But there is a way, which I learnt from the book Deep Work, I talk more about it here. TL;DR work in blocks of 30 minutes, and for the blocks have your notifications turned off and social and other time chewing sites blocked. All the working blocks are yet another small pockets of solitude.

I have discovered the more of such pockets I sprinkle throughout my day, the better I feel at the end of it. At it's core the idea of making pockets of solitude is deliberately allowing yourself to get bored. And getting bored is not such a bad thing, especially when it's helping you stay sane. If you're waiting in a queue watch out don't just leap for your phone, wait, think. Make waiting in the queue a pocket of solitude. And if nothing works just force yourself to lie down and stare at the fucking ceiling for 30 minutes. There are ways and opportunities to create pockets of solitude, more than what I have discovered and shared with you in this article, I hope you find them and tweet them to me.

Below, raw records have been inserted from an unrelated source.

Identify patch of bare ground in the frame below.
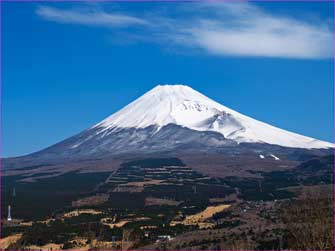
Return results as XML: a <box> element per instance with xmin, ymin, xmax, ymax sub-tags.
<box><xmin>72</xmin><ymin>194</ymin><xmax>109</xmax><ymax>207</ymax></box>
<box><xmin>145</xmin><ymin>197</ymin><xmax>182</xmax><ymax>206</ymax></box>
<box><xmin>63</xmin><ymin>209</ymin><xmax>102</xmax><ymax>218</ymax></box>
<box><xmin>0</xmin><ymin>234</ymin><xmax>22</xmax><ymax>250</ymax></box>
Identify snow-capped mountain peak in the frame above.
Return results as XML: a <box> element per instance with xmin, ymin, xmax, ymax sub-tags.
<box><xmin>93</xmin><ymin>85</ymin><xmax>334</xmax><ymax>148</ymax></box>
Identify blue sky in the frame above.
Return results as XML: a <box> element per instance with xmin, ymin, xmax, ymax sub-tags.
<box><xmin>2</xmin><ymin>2</ymin><xmax>334</xmax><ymax>157</ymax></box>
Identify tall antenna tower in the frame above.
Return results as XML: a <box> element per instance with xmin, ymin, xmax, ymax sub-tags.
<box><xmin>7</xmin><ymin>205</ymin><xmax>12</xmax><ymax>221</ymax></box>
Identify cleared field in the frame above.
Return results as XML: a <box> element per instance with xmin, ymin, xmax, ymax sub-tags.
<box><xmin>63</xmin><ymin>209</ymin><xmax>102</xmax><ymax>218</ymax></box>
<box><xmin>183</xmin><ymin>205</ymin><xmax>230</xmax><ymax>225</ymax></box>
<box><xmin>0</xmin><ymin>234</ymin><xmax>22</xmax><ymax>250</ymax></box>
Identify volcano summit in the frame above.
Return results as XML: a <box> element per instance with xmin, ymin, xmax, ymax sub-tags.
<box><xmin>4</xmin><ymin>85</ymin><xmax>333</xmax><ymax>167</ymax></box>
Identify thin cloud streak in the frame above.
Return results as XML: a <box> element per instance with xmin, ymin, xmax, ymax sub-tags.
<box><xmin>37</xmin><ymin>3</ymin><xmax>333</xmax><ymax>59</ymax></box>
<box><xmin>36</xmin><ymin>6</ymin><xmax>148</xmax><ymax>27</ymax></box>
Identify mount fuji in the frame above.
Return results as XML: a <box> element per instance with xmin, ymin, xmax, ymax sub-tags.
<box><xmin>3</xmin><ymin>85</ymin><xmax>334</xmax><ymax>168</ymax></box>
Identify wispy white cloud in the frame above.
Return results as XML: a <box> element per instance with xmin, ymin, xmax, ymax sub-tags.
<box><xmin>37</xmin><ymin>3</ymin><xmax>333</xmax><ymax>59</ymax></box>
<box><xmin>36</xmin><ymin>6</ymin><xmax>148</xmax><ymax>27</ymax></box>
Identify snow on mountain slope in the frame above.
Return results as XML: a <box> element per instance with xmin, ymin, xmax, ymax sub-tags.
<box><xmin>93</xmin><ymin>85</ymin><xmax>334</xmax><ymax>149</ymax></box>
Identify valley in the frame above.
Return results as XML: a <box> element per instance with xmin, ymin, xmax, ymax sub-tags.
<box><xmin>1</xmin><ymin>156</ymin><xmax>333</xmax><ymax>250</ymax></box>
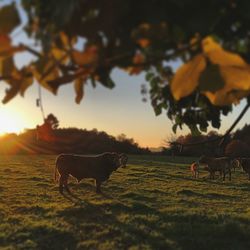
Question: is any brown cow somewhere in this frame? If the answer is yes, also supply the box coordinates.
[55,152,122,193]
[199,156,233,181]
[190,162,199,178]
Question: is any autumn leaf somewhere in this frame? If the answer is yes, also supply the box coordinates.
[0,34,25,58]
[0,57,16,77]
[0,3,21,34]
[204,66,250,106]
[51,47,69,64]
[74,77,85,104]
[72,45,99,67]
[127,53,146,75]
[202,37,247,67]
[199,64,225,92]
[199,37,250,106]
[137,38,151,49]
[32,58,59,94]
[2,68,33,104]
[170,54,206,100]
[59,32,77,49]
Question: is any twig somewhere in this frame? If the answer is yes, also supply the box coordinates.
[169,100,250,147]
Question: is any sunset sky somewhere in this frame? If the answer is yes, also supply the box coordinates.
[0,1,249,147]
[0,67,249,147]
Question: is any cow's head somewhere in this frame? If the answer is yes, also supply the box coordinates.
[104,152,122,171]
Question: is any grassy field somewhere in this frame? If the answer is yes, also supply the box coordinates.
[0,156,250,250]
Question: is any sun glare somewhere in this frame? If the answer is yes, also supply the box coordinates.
[0,109,24,135]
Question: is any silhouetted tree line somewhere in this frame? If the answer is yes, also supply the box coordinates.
[162,124,250,157]
[0,128,150,154]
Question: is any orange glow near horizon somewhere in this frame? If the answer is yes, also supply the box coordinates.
[0,109,26,135]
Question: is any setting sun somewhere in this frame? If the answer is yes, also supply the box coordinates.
[0,109,25,135]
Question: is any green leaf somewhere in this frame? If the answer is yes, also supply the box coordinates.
[0,3,21,34]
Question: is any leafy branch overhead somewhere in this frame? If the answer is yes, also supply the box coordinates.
[0,0,250,133]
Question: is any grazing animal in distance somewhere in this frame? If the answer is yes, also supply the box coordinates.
[190,162,199,178]
[199,156,233,181]
[239,158,250,180]
[55,152,121,193]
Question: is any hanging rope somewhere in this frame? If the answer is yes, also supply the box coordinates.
[36,83,45,121]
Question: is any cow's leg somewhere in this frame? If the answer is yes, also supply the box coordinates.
[63,175,71,194]
[95,180,102,194]
[59,175,69,194]
[59,176,63,194]
[222,170,226,181]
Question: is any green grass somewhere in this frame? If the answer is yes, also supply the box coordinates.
[0,156,250,250]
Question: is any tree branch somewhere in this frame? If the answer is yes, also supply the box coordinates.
[169,99,250,148]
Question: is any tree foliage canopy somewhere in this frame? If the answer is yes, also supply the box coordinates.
[0,0,250,133]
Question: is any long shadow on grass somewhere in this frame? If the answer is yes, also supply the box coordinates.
[5,225,77,250]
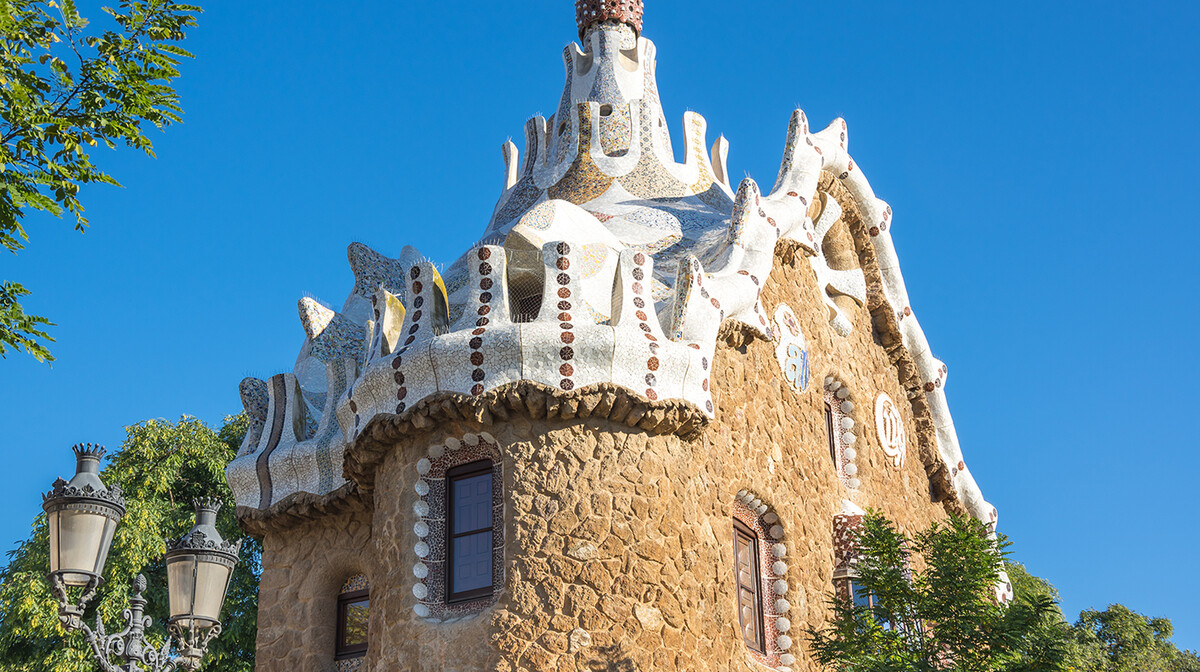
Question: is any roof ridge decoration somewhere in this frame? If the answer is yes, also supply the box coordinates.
[227,0,996,542]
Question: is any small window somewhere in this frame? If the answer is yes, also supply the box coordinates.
[826,402,841,470]
[446,460,492,602]
[733,520,764,653]
[334,576,371,670]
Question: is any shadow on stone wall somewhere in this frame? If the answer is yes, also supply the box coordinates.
[588,644,637,672]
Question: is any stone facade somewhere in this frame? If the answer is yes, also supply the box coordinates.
[234,0,996,672]
[256,181,958,672]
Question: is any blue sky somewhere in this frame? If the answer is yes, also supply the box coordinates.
[0,0,1200,649]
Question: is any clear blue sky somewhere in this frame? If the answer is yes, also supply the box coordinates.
[0,0,1200,649]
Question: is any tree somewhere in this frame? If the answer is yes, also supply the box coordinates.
[1070,605,1200,672]
[0,0,200,361]
[808,511,1064,672]
[0,415,262,672]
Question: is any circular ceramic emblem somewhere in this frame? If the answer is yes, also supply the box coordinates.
[875,392,908,469]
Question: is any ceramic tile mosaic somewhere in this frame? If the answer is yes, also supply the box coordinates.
[730,490,798,668]
[227,0,996,549]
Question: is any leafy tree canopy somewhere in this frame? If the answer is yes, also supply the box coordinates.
[0,415,262,672]
[809,511,1066,672]
[0,0,200,361]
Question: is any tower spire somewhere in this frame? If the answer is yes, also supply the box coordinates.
[575,0,642,40]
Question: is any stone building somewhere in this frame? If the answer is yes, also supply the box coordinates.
[228,0,1007,672]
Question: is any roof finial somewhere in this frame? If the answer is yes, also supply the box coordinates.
[575,0,642,40]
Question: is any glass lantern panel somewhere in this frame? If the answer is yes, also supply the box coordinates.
[50,510,105,586]
[192,559,232,622]
[167,556,196,626]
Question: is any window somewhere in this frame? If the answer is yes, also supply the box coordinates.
[846,578,875,608]
[826,402,841,467]
[334,575,371,671]
[733,520,763,652]
[446,460,492,602]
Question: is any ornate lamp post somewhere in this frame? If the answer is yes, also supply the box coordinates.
[42,444,241,672]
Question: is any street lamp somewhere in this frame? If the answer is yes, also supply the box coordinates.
[42,444,241,672]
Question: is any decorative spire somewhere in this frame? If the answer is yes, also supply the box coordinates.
[575,0,642,40]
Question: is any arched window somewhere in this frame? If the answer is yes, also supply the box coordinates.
[413,432,504,622]
[334,574,371,672]
[732,490,796,668]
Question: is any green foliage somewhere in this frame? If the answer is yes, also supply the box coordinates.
[0,415,262,672]
[1070,605,1200,672]
[0,0,200,361]
[0,282,54,361]
[808,511,1063,672]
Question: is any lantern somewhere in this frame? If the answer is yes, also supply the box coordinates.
[42,444,125,586]
[167,498,241,630]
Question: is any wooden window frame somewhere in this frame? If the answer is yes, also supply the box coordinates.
[733,518,767,655]
[334,588,371,660]
[445,460,496,605]
[824,402,841,465]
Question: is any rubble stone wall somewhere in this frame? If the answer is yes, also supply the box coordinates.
[258,216,954,672]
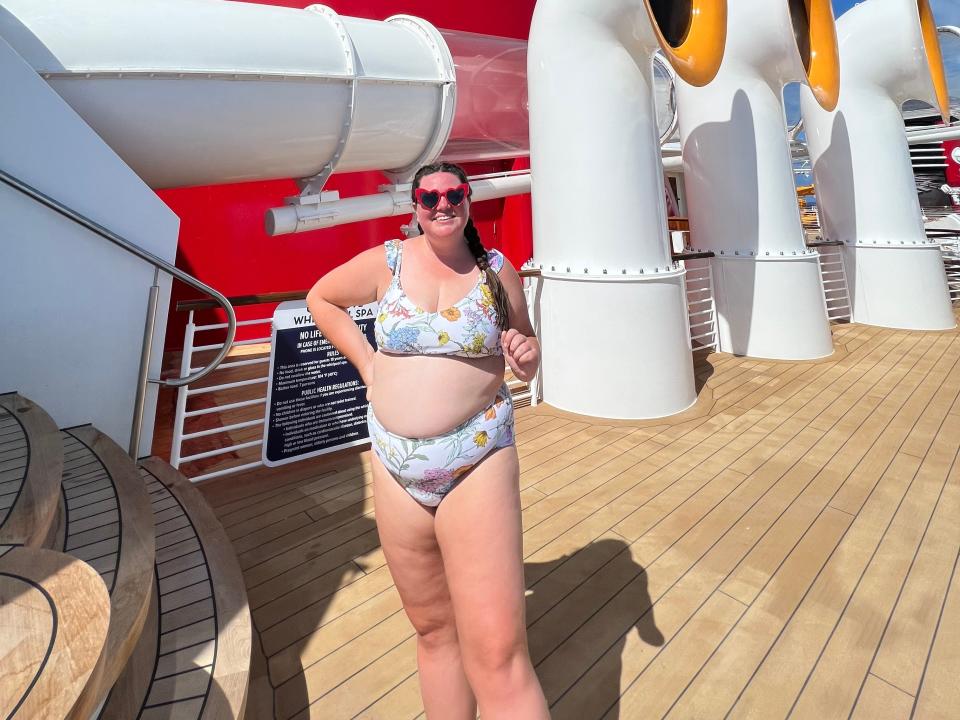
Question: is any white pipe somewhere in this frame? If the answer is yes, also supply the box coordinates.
[527,0,725,418]
[800,0,955,330]
[265,173,530,235]
[907,123,960,145]
[677,0,839,360]
[0,0,462,187]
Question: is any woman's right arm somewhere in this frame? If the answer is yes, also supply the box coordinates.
[307,245,391,385]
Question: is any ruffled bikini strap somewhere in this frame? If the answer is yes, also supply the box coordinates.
[383,240,403,275]
[487,249,504,273]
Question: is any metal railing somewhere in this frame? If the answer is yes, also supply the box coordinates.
[807,240,853,322]
[170,270,540,483]
[927,228,960,305]
[674,252,718,351]
[0,170,237,459]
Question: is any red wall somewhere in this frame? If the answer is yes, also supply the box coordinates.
[943,140,960,187]
[158,0,535,350]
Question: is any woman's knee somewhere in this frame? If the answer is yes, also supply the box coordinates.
[460,628,530,680]
[408,613,459,651]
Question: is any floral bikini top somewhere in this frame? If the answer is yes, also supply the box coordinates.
[373,240,503,357]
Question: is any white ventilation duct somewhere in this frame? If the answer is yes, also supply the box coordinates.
[677,0,839,360]
[527,0,726,418]
[800,0,956,330]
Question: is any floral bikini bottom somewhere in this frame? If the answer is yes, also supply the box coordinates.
[367,383,513,507]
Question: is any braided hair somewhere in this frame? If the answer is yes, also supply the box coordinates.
[410,162,510,330]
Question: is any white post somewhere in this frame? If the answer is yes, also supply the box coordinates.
[527,0,725,418]
[677,0,839,360]
[800,0,956,330]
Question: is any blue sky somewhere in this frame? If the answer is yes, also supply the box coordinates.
[784,0,960,125]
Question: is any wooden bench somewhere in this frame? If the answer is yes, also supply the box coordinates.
[0,546,110,720]
[53,426,154,717]
[100,458,252,720]
[0,393,63,547]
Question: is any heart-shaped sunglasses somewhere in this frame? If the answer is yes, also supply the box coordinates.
[413,183,470,210]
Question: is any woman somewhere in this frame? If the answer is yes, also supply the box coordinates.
[307,163,549,720]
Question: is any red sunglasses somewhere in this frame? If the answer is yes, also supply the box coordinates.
[413,183,470,210]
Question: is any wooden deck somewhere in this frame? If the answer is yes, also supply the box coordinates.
[193,325,960,720]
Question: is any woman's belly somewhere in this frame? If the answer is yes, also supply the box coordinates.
[370,352,504,438]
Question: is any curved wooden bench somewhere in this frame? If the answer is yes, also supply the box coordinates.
[0,547,110,720]
[55,426,154,717]
[100,458,252,720]
[0,393,63,547]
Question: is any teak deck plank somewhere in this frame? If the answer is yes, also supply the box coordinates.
[193,324,960,720]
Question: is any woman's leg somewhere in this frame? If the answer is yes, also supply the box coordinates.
[371,454,477,720]
[435,445,549,720]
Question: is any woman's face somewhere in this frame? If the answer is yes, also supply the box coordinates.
[417,173,470,238]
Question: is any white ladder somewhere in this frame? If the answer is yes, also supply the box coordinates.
[683,258,717,350]
[817,243,852,322]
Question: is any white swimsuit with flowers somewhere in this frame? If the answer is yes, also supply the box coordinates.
[367,240,514,507]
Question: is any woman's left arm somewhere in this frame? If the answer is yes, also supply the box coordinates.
[500,258,540,382]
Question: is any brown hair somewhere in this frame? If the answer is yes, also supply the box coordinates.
[410,162,510,330]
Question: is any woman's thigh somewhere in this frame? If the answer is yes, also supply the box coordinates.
[371,453,453,634]
[435,445,526,654]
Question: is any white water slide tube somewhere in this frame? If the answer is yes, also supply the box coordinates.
[527,0,726,418]
[677,0,840,360]
[800,0,955,330]
[0,0,529,217]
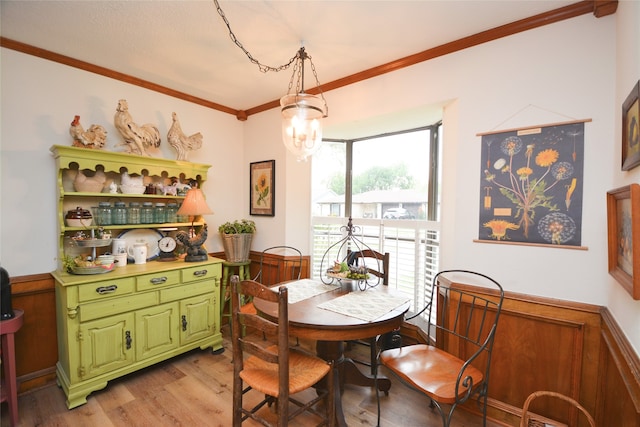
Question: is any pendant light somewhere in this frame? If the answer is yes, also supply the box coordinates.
[213,0,329,161]
[280,47,328,161]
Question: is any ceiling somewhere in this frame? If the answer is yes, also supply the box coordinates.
[0,0,604,128]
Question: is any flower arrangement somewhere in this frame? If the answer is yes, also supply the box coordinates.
[218,219,256,234]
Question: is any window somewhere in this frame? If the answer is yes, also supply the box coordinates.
[312,123,442,311]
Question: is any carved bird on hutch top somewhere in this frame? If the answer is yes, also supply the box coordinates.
[167,112,202,160]
[113,99,160,156]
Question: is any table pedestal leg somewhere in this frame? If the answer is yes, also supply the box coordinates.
[316,341,391,427]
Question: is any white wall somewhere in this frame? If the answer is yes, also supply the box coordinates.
[0,8,640,351]
[245,13,640,349]
[601,1,640,353]
[0,49,246,276]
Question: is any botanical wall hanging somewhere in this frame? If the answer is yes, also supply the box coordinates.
[478,121,584,248]
[622,81,640,171]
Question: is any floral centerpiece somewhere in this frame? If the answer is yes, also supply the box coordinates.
[218,219,256,262]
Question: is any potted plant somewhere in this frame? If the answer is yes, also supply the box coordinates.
[218,219,256,262]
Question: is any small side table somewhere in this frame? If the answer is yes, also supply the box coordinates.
[0,309,24,426]
[220,260,251,328]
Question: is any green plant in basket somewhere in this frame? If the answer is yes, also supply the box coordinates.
[218,219,256,234]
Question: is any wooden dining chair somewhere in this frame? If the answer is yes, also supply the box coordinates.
[254,245,302,286]
[520,390,596,427]
[376,270,504,427]
[240,245,302,340]
[347,249,391,375]
[231,276,337,427]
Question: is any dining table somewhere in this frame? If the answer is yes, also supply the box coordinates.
[253,279,410,426]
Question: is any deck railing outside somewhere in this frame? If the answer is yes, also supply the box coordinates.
[311,217,440,320]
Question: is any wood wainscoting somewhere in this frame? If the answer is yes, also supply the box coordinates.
[4,273,58,393]
[403,283,640,427]
[11,268,640,427]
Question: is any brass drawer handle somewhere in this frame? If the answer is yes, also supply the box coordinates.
[193,270,208,277]
[151,276,169,285]
[96,285,118,295]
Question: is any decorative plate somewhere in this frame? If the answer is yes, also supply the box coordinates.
[118,228,164,262]
[72,239,111,248]
[71,263,115,274]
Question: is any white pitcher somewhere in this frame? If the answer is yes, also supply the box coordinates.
[111,239,127,255]
[127,242,148,264]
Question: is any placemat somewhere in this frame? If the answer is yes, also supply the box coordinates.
[318,291,410,322]
[273,279,340,304]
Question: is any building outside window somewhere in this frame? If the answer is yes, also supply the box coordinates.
[312,123,442,318]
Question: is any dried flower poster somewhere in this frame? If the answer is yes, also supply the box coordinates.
[478,121,584,247]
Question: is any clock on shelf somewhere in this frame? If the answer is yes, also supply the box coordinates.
[158,228,178,261]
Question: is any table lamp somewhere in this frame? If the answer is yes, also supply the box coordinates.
[176,187,213,262]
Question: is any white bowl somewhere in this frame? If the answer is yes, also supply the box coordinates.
[73,181,104,193]
[65,218,93,227]
[120,184,147,194]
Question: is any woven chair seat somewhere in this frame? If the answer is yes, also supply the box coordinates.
[380,344,483,404]
[240,302,258,314]
[240,345,330,397]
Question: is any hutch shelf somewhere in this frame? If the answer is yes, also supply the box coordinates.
[51,145,222,409]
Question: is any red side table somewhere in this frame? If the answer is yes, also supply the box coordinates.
[0,309,24,426]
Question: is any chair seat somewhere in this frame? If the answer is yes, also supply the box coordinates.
[240,302,258,314]
[380,344,483,404]
[240,345,331,397]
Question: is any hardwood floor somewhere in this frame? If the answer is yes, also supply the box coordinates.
[0,332,499,427]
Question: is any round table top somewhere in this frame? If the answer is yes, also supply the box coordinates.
[253,285,410,341]
[222,260,251,267]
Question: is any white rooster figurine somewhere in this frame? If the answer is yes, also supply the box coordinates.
[167,113,202,160]
[113,99,160,156]
[69,116,107,149]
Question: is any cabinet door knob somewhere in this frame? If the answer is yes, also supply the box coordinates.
[96,285,118,295]
[193,270,208,277]
[151,276,169,285]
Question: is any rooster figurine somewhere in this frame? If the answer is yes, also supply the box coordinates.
[113,99,160,156]
[176,224,209,262]
[69,116,107,149]
[167,113,202,160]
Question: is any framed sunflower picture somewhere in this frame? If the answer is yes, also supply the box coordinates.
[249,160,276,216]
[607,184,640,300]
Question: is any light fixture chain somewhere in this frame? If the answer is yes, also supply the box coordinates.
[213,0,298,73]
[307,55,329,117]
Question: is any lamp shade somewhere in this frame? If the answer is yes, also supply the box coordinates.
[177,188,213,216]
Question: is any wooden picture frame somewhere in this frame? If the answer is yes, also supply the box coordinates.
[607,184,640,300]
[249,160,276,216]
[622,80,640,171]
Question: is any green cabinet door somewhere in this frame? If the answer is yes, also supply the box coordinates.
[180,293,218,345]
[136,302,180,360]
[78,313,135,379]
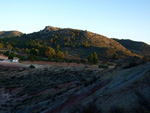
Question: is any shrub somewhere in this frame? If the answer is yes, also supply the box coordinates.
[29,65,35,69]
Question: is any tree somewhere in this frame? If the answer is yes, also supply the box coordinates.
[57,51,65,59]
[88,52,98,64]
[93,52,98,64]
[50,38,53,43]
[7,44,12,57]
[25,48,30,54]
[56,44,59,52]
[9,52,16,59]
[0,43,4,49]
[65,51,69,57]
[113,53,119,60]
[45,47,56,57]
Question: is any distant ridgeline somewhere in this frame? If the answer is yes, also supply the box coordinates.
[0,26,144,59]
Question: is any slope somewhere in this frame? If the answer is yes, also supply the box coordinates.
[114,39,150,56]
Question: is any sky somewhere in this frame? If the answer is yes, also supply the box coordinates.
[0,0,150,44]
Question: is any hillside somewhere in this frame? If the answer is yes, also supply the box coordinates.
[0,31,23,38]
[114,39,150,56]
[0,26,135,58]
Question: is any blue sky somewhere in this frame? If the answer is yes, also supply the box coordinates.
[0,0,150,44]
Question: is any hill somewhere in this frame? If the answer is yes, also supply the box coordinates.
[0,31,23,38]
[114,39,150,56]
[0,26,137,58]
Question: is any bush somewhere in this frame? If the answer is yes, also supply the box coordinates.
[29,65,35,69]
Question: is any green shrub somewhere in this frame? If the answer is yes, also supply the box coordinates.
[29,65,35,69]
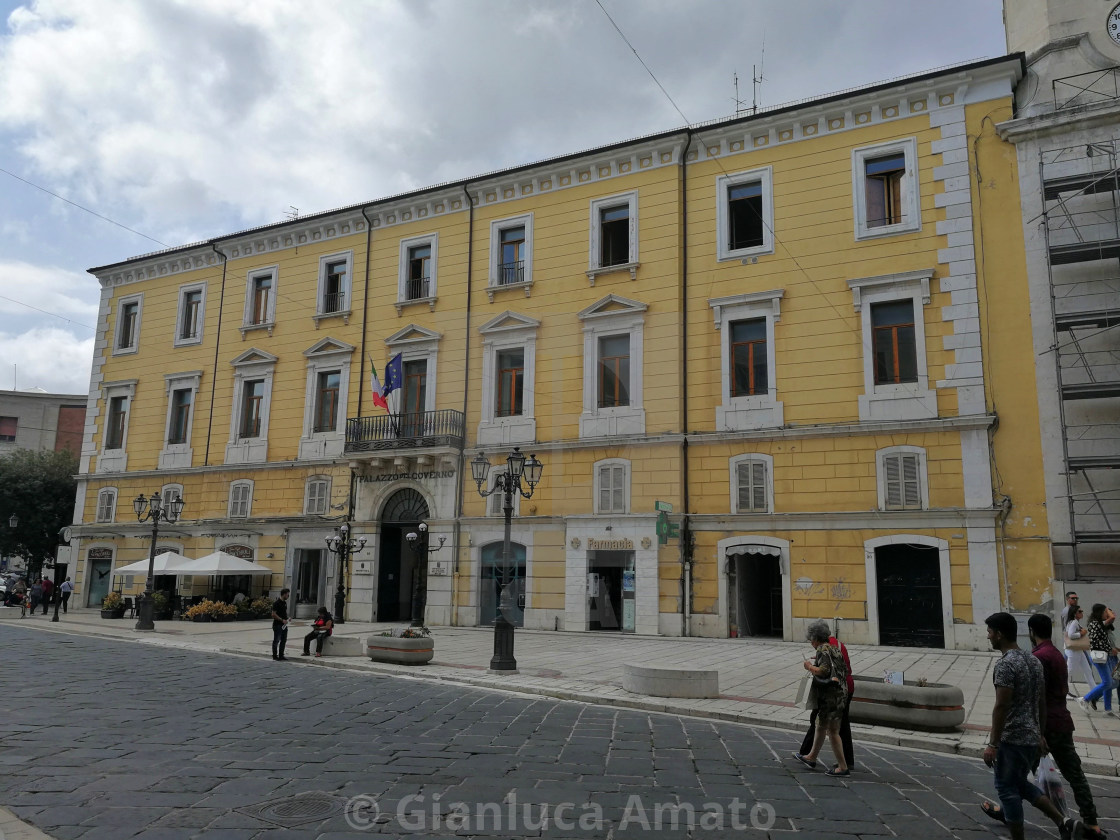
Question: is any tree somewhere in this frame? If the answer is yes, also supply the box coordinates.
[0,449,78,576]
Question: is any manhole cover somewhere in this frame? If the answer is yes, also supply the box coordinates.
[234,792,346,828]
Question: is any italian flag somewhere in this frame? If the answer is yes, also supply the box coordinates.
[370,356,389,411]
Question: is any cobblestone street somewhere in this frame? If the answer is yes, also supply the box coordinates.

One important thing that contributed towards me conjuring this article was my personal frustration from watching people around me constantly picking up and staring at their phones, erasing their fingerprints against the glass. Even as I was closing this article I noticed the phone on the desk in-front of me buzzed, I looked up, it was my coworker’s, he picked it and as the blue light from the phone flooded his tired eyes, he smiled.